Twitter has verified you, but why stop there? Affixing a big blue check mark to the front of your home lets the whole neighborhood know you’re important. At least that’s the idea behind the new service Blue Check Homes. 

“The blue verified badge on your house lets people outside know that you’re an authentic public figure,” the website reads. “To receive the blue check crest, there must be someone authentic and notable actively living in the house.”

The criteria for getting a home badge become increasingly satiric as you continue reading. Yet the joke website from San Francisco designer and artist Danielle Baskin has drawn real interest since her Friday tweet announcing it got liked and retweeted thousands of times. More than 500 people have signed up for a badge so far, Baskin says, and though some of them are clearly in on the joke, she still felt compelled to add a disclaimer to the Blue Check Homes site. 

“If you thought this was a full-fledged service, please investigate the things you read on the internet,” the disclaimer reads. 

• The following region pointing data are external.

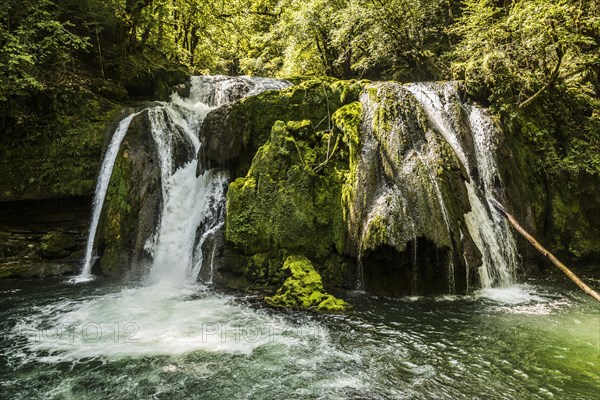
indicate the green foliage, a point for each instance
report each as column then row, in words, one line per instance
column 285, row 202
column 304, row 289
column 511, row 50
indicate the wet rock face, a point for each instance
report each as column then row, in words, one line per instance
column 303, row 289
column 40, row 238
column 409, row 190
column 232, row 134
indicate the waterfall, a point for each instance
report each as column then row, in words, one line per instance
column 192, row 207
column 487, row 227
column 100, row 193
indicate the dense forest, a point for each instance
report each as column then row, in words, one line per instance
column 299, row 199
column 69, row 66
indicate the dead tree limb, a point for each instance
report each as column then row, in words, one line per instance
column 545, row 252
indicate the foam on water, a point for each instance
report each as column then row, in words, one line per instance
column 154, row 320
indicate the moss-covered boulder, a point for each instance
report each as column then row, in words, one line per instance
column 291, row 197
column 288, row 199
column 232, row 134
column 303, row 289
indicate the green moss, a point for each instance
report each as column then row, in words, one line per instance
column 290, row 198
column 118, row 213
column 304, row 289
column 57, row 245
column 348, row 120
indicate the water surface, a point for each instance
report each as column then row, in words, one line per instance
column 538, row 340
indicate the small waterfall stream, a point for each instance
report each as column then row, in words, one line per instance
column 487, row 227
column 192, row 207
column 101, row 188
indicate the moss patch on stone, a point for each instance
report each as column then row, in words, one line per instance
column 303, row 289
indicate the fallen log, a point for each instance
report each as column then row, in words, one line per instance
column 545, row 252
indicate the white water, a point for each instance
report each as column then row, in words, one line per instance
column 172, row 313
column 487, row 227
column 101, row 188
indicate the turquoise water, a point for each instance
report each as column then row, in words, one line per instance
column 539, row 340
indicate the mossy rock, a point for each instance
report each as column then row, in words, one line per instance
column 57, row 245
column 303, row 289
column 232, row 134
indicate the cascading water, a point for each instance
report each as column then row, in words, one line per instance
column 487, row 227
column 191, row 206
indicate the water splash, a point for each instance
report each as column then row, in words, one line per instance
column 191, row 206
column 489, row 230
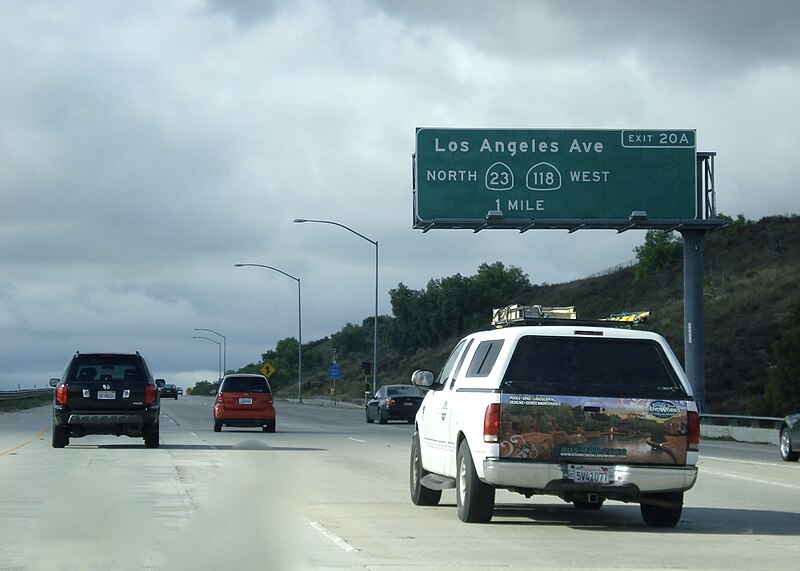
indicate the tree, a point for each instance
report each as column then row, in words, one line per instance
column 451, row 305
column 660, row 251
column 783, row 378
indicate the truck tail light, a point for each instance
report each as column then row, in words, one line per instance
column 61, row 393
column 694, row 431
column 150, row 394
column 491, row 423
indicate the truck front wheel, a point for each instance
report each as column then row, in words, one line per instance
column 420, row 495
column 474, row 499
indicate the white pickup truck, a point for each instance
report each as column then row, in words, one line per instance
column 584, row 411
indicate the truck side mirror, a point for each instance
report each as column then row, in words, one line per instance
column 422, row 379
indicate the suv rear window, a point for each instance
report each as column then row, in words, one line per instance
column 104, row 369
column 632, row 368
column 245, row 385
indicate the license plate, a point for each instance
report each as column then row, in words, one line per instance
column 588, row 474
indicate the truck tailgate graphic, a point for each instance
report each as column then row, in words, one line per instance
column 593, row 430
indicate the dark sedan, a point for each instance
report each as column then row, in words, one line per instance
column 394, row 402
column 169, row 392
column 790, row 438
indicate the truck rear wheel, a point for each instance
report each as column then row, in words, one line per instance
column 60, row 436
column 662, row 510
column 474, row 499
column 420, row 495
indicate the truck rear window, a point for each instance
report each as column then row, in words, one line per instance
column 635, row 368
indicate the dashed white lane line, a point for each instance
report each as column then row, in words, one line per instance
column 749, row 479
column 338, row 541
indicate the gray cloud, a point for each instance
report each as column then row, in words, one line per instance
column 148, row 147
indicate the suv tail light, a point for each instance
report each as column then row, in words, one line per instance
column 61, row 393
column 491, row 423
column 694, row 431
column 150, row 393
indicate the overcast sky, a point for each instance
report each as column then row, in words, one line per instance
column 146, row 147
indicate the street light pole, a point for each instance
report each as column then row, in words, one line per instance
column 375, row 323
column 224, row 347
column 219, row 346
column 299, row 326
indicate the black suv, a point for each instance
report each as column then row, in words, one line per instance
column 106, row 393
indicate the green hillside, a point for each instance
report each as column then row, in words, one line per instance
column 752, row 308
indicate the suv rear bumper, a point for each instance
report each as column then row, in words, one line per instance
column 83, row 422
column 552, row 478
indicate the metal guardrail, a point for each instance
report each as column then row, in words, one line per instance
column 755, row 429
column 23, row 394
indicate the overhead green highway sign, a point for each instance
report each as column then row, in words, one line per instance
column 521, row 178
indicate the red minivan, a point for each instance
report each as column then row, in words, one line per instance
column 244, row 400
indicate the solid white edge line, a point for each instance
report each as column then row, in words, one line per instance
column 338, row 541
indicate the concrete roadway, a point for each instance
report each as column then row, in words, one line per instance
column 328, row 491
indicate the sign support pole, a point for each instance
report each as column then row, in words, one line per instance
column 693, row 314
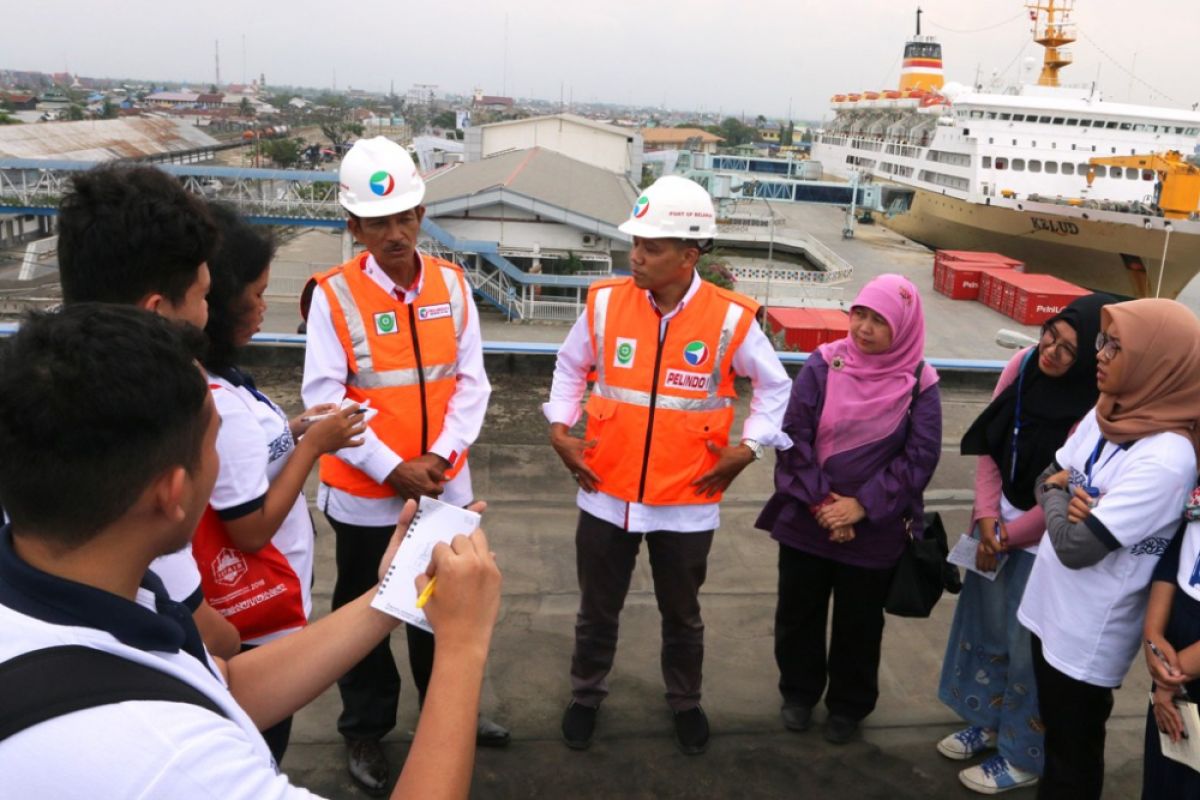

Baskin often creates cultural send-ups, particularly of “internet vanity culture and terrible capitalist ideas.” She also makes quirky real products like a battery pack that looks like a Pokeball and custom-printed respirator masks that bear images of the wearer’s face.  

She got the idea for a verified badge for houses after wondering aloud on Twitter why some Victorian homes bear a particular blue shield with a diagonal purple stripe. Was the crest purely ornamental or did it signify something historic? 

One of her followers called the shields old-style versions of Twitter blue check marks, and Baskin was off birthing Blue Check Homes. The company claims to sell the modernized version of those Victorian crests to signal importance through a blue check like the one that appears next to some names on social media. 

The criteria for who qualifies for this status symbol are amusingly, and randomly, specific, underscoring just how subjective social status really is. 

“Besides indicating that a brand is authentic, the blue check for public figures doesn’t really mean much,” Baskin tells me. “Maybe you have one because you were on Twitter early or you know who works there, or you just randomly got in because you once appeared in a news article or own a trademark. 

“There are plenty of influential public figures who don’t have one and don’t want one,” she adds. “And yet, seeing the blue check shapes our perception of that person.”

Among those eligible for a $3,000 life-size blue badge of honor are “homeowners who are athletes or on professional esports leagues, and coaches listed on the official team website or who have three or more featured references within the six months prior to applying in news outlets such as Kotaku, Polygon or IGN.” 

Also invited to apply are “homeowners who are actors with at least five production credits on their IMDb profile.” 

The site invites such prominent people to apply for a badge. Then all they have to do is wait for a review, interview with the Blue Check Homes “authenticity board” and pay $3,000. It’s a great deal considering the fee includes a custom-painted crest background to match to your home’s color AND a free consultation to discuss the placement of the badge. 

Baskin says she’ll keep the facade going by conducting a interview with applicants together with her authenticity board made up of a team of actors. Depending on how the interviews, she might even fabricate a home check mark or two. 

But be warned: Blue Check Homes reserves the right to remove the blue badge from your home at any time if you no longer meet the company’s standards for being an influential person. Thankfully, the removal will not incur any additional charges.